Sebagai politisi yang berkarier lebih dari 25 tahun, Merz memiliki pengalaman dalam parlemen Eropa. Namun, latar belakang hukumnya kemungkinan lebih berguna dalam menghadapi Washington, terutama di bawah pemerintahan Trump.
Hubungan dengan Trump akan menjadi salah satu faktor penentu dalam kepemimpinan Merz. Saat malam pemilu, ia mengejutkan publik dengan pernyataannya bahwa Eropa harus lebih mandiri dari AS.
“Saya tidak pernah menyangka harus berpikir, apalagi mengatakan sesuatu seperti ini,” ungkap Merz pada Senin. “Namun, sinyal dari AS menunjukkan bahwa minat mereka terhadap Eropa semakin menurun, begitu juga dengan keinginan mereka untuk terlibat di benua ini.”
Sementara itu, Presiden Prancis Emmanuel Macron dan Perdana Menteri Inggris Keir Starmer sudah lebih dulu terbang ke Washington untuk memastikan AS tetap mendukung Ukraina dan Eropa. Merz kemungkinan akan menyusul segera setelah resmi menjabat.
Namun, perjalanannya ke AS berpotensi penuh tantangan. Wakil Presiden AS JD Vance dan Elon Musk, sekutu dekat Trump, diketahui mendukung AfD dalam pemilu Jerman.
Meski begitu, Merz diyakini memiliki peluang lebih besar untuk menjalin hubungan dengan Trump dibandingkan kanselir sebelumnya, Olaf Scholz, yang secara terbuka menentang kepemimpinan Trump.

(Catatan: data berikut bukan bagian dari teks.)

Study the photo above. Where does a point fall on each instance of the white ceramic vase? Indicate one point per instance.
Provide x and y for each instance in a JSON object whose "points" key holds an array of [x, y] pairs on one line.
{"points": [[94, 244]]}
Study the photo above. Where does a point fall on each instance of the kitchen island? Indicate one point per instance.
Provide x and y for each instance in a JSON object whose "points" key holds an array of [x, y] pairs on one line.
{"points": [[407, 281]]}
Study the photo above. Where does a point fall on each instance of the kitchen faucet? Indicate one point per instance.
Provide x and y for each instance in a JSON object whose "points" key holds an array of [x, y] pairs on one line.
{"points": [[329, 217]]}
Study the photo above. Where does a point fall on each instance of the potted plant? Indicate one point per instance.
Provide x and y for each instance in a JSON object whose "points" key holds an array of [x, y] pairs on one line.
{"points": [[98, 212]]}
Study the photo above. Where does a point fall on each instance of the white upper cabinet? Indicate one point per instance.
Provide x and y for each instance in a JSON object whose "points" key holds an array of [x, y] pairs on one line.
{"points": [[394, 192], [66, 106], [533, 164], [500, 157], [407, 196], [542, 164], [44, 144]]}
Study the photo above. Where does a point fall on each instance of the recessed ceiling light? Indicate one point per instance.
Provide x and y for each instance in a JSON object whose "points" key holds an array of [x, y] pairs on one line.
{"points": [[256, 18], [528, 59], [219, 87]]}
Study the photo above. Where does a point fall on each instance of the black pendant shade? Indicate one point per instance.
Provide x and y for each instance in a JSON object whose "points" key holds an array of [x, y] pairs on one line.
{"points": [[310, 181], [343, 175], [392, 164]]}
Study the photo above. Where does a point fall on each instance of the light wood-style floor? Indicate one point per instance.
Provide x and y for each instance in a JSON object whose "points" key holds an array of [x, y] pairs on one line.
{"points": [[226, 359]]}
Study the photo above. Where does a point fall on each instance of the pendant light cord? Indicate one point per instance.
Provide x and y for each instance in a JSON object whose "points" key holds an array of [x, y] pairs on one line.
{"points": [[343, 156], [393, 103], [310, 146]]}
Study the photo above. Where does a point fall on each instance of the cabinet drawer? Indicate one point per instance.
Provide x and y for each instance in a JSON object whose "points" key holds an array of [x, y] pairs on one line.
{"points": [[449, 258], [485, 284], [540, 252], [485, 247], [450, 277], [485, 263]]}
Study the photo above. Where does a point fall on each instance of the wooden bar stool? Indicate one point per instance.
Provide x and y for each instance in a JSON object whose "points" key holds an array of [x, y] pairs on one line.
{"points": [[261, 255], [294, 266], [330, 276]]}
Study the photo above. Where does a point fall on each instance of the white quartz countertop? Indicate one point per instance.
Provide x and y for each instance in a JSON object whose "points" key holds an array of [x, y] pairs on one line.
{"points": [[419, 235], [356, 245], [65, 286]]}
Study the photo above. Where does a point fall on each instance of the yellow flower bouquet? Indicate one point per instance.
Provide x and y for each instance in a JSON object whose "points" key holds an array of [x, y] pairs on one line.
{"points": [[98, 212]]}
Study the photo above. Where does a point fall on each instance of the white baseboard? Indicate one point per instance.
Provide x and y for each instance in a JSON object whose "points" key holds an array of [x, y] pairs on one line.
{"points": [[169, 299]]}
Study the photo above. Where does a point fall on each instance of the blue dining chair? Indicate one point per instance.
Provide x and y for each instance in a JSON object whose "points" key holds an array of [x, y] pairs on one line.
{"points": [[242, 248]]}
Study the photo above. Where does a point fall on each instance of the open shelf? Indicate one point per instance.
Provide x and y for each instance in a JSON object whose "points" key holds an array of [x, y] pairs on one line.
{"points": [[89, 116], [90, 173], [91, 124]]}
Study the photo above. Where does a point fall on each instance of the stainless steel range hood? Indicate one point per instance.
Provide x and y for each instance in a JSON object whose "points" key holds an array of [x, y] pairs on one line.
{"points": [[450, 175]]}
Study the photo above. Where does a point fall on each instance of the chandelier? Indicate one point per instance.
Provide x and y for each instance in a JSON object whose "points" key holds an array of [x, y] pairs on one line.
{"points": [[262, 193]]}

Berbeda dengan Scholz, Merz mengambil sikap lebih tegas terhadap China. Ia telah memperingatkan para pebisnis Jerman agar tidak terlalu bergantung pada investasi di Negeri Tirai Bambu. Selain itu, ia juga memiliki hubungan yang kurang harmonis dengan mantan Kanselir Angela Merkel, yang sering bersitegang dengan Trump selama masa jabatannya.
Pada Minggu malam, Trump memberi selamat kepada Merz melalui media sosial.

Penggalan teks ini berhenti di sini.